In orientation planning, CMC needs to take into account the actual needs of international students. One way to do this would be through individual in-person checking-in. Given that international students are generally dealing with a massive physical and cultural transition, it would be comforting to be able to connect with other community members who relate to our discomfort. CMC can set up one-on-one meetings between every new international student and a CMC upperclassman with a similar background. These chats can be as short as fifteen minutes, happen as often as once or become a weekly occurrence depending on what the pair wants. Sometimes, all we need is to feel accepted, not as a whole international student community, but as individuals.
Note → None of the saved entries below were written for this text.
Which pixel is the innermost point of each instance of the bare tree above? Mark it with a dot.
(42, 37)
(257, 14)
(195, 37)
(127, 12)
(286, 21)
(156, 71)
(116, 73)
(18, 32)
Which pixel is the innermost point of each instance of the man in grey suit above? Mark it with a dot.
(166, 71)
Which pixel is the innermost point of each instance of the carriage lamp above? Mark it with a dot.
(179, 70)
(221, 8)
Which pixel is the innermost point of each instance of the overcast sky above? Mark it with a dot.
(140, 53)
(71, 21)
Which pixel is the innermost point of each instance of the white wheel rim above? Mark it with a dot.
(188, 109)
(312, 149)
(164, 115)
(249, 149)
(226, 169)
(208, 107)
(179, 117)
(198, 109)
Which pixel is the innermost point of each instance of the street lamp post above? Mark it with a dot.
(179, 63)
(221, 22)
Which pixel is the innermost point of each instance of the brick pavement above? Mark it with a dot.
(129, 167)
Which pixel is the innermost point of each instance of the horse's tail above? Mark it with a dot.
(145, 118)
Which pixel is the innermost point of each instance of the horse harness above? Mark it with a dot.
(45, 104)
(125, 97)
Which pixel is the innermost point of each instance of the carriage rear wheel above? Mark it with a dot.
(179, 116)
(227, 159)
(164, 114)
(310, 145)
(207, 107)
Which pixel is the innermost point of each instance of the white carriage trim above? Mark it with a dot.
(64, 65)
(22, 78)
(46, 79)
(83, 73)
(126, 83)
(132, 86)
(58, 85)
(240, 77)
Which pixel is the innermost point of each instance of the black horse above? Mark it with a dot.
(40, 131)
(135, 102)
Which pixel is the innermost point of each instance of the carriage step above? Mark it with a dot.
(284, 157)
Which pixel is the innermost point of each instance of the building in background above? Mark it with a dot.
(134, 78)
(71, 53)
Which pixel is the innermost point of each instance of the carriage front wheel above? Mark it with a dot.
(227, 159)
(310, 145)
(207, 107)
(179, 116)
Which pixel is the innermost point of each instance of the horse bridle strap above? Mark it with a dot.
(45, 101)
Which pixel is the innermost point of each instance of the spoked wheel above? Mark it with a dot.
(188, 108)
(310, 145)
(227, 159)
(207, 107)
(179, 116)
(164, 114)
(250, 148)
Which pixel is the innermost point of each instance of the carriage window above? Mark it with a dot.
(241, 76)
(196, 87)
Additionally, another sentiment that I heard others echo is that the school seemed to have neglected other crucial aspects of the international student experience during orientation. Talking to Tendai Nyamuronda CM ’26, a fellow international student, we agreed that the school should set aside a day or two where they help book appointments with a local bank so that all international students who want to open a bank account can all go at once.
To amend this issue, CMC should connect with current international students to get a sense of what activities would be most useful. In their planning, the orientation committee should speak with current international students to get a sense of what problems they frequently encounter in their first few weeks.
Easing the intensity of orientation to accommodate international students is mutualistic: American new students will benefit from changes too. Social exhaustion is not a feeling unique to international students. A few of the other 5Cs have taken note of this general overwhelm and social exhaustion.
For example, although Pomona’s 2022 orientation also lasted 10 days, Pomona students were able to take a day off throughout the course of the week. This time proves helpful for students in many ways – both symbolically, in terms of easing pressure to “constantly” socialize, and also by just allowing students (international or otherwise) to be alone and explore their new surroundings.
To build a genuinely close-knit community that makes everyone feel cared for, people of all backgrounds need to be included in the planning. By consulting with current international students and designing an orientation schedule that takes the adjustment period into account, CMC can ensure that the international Stags and Athenas of the class of 2027 receive the most welcoming and comforting orientation yet.
Vivian Wang CM ‘26 is from Wuhan, China. She loves binge-watching stand-up comedy, trying new foods and is a big fan of FC Bayern Munich.